PRODUÇÃO AGRÍCOLA

Visto, lido e ouvido: Fartura e fome na terra do nunca

Circe Cunha
postado em 11/02/2022 06:00
 (crédito: Breno Fortes/CB/D.A Press)
(crédito: Breno Fortes/CB/D.A Press)

Com uma expectativa de aproximadamente 300 milhões de toneladas de grãos para a safra 2021/2022, o Brasil repete, ano após ano, recordes de produção agrícola, numa média de 10% a 15% de aumento das áreas de plantio anual, o que configura nosso país como um celeiro mundial. Em 2021, a produção brasileira de proteína animal, a despeito da pandemia, registrou outro recorde seguido, com 14,3 milhões de toneladas de carne de frango, 4,7 milhões de toneladas de suínos, somados à produção de 54 milhões de ovos. Ainda em 2020, o rebanho bovino brasileiro foi considerado o maior do planeta, com 217 milhões de cabeças, ou 14,3% do rebanho mundial.
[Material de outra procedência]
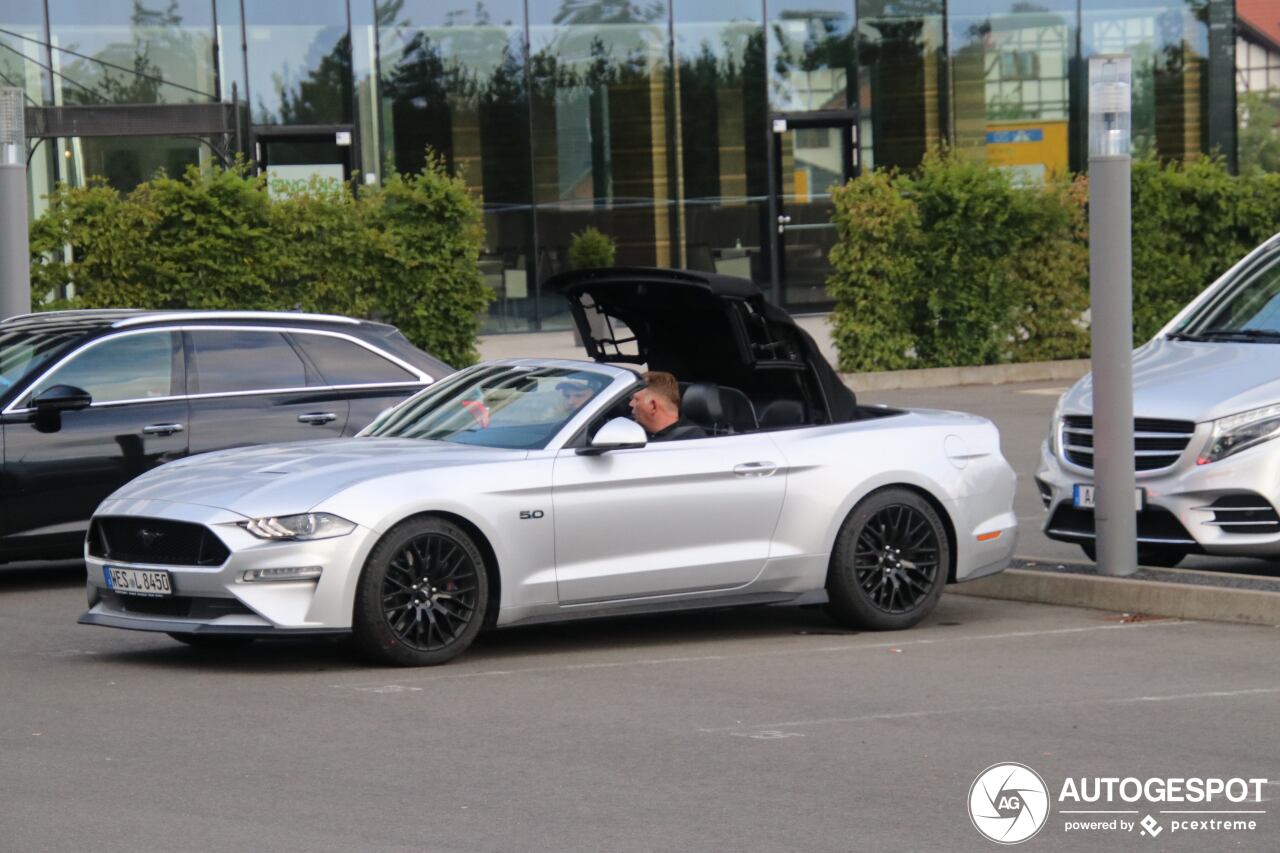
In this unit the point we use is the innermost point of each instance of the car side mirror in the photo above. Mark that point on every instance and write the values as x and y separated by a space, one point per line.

Diante de números dessa magnitude na produção de gêneros alimentícios, o que se pressupõe, à primeira vista, é que toda essa fartura beneficie diretamente os brasileiros, fazendo de nossa gente uma das populações mais bem alimentadas do planeta Terra.

Da perspectiva dos números superlativos da agricultura e mesmo da balança comercial, o cidadão brasileiro comum vive numa eterna e pantagruélica dieta diária, com mesa farta e variada, graças aos baixíssimos preços dos alimentos à disposição de todos em feiras e supermercados. Nada mais enganoso do que esse retrato idílico, propagandeado pelos produtores de grãos e carne.
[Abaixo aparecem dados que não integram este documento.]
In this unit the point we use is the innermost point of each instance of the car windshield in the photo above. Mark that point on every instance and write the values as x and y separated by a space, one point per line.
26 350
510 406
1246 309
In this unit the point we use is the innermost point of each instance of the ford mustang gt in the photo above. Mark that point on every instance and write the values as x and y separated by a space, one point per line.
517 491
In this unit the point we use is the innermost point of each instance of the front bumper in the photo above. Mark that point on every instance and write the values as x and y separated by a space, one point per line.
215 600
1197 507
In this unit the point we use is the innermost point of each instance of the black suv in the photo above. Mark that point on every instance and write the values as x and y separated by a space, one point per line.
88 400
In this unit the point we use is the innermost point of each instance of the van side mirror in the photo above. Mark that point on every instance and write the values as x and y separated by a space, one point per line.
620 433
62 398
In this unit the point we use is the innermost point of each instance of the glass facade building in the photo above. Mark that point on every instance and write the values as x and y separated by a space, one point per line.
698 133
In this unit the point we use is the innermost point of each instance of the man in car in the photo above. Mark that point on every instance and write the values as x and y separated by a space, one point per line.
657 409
Por trás dos números que anunciam seguidos recordes de produção agropecuária, há uma população faminta, composta por dezenas de milhões de brasileiros que buscam, diariamente, nos contêiners de descarte dos supermercados e no lixo, algum alimento capaz de prolongar-lhes a vida até o dia seguinte.
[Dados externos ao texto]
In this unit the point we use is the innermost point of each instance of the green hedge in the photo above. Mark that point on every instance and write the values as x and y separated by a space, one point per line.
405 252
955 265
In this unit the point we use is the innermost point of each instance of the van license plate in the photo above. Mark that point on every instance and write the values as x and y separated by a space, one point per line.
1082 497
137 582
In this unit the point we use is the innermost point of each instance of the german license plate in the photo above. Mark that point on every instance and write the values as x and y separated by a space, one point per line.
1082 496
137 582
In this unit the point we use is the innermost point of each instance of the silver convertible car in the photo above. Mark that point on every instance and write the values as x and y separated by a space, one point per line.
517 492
Quem viaja por esse imenso país, observando os campos sem fim, tomados por monoculturas transgênicas de milho, soja, algodão, todas elas pulverizadas intensamente pelos mais poderosos agrotóxicos inventados pelos laboratórios multinacionais, estranha ao verificar que, por trás desse cenário de ficção, há a realidade da fome para desdizer tudo o que é visto.

O mesmo ocorre com a pecuária, cujos gigantescos latifúndios seguem, década após décadas, avançando sobre matas nativas, destruindo tudo em volta, reduzindo a vida natural à áridas extensões de pastagens, degradadas e irreversivelmente recuperáveis. Contudo, todo o subproduto desse portento agrícola, que chama a atenção de muitos países, não tem o condão de esconder a multidão de famintos, talvez, por uma simples e prosaica razão: toda essa produção, capaz de trazer superavits seguidos na balança comercial, se insere dentro do que ficou denominado de agrobusiness, uma atividade da economia, que, na prática, não produz alimentos, propriamente dito, e, sim, lucros para seus operadores diretos, sendo a maior parte dessa produção destinada ao mercado externo, que cota esses preços em dólares.

É isso que ocorre, num retrato preto e branco, com o agronegócio. O resto é tentativa de explicação, num economês ilusório, capaz de encher laudas e mais laudas com números, mas incapaz de colocar um grão sequer no prato dos famintos que não param de crescer.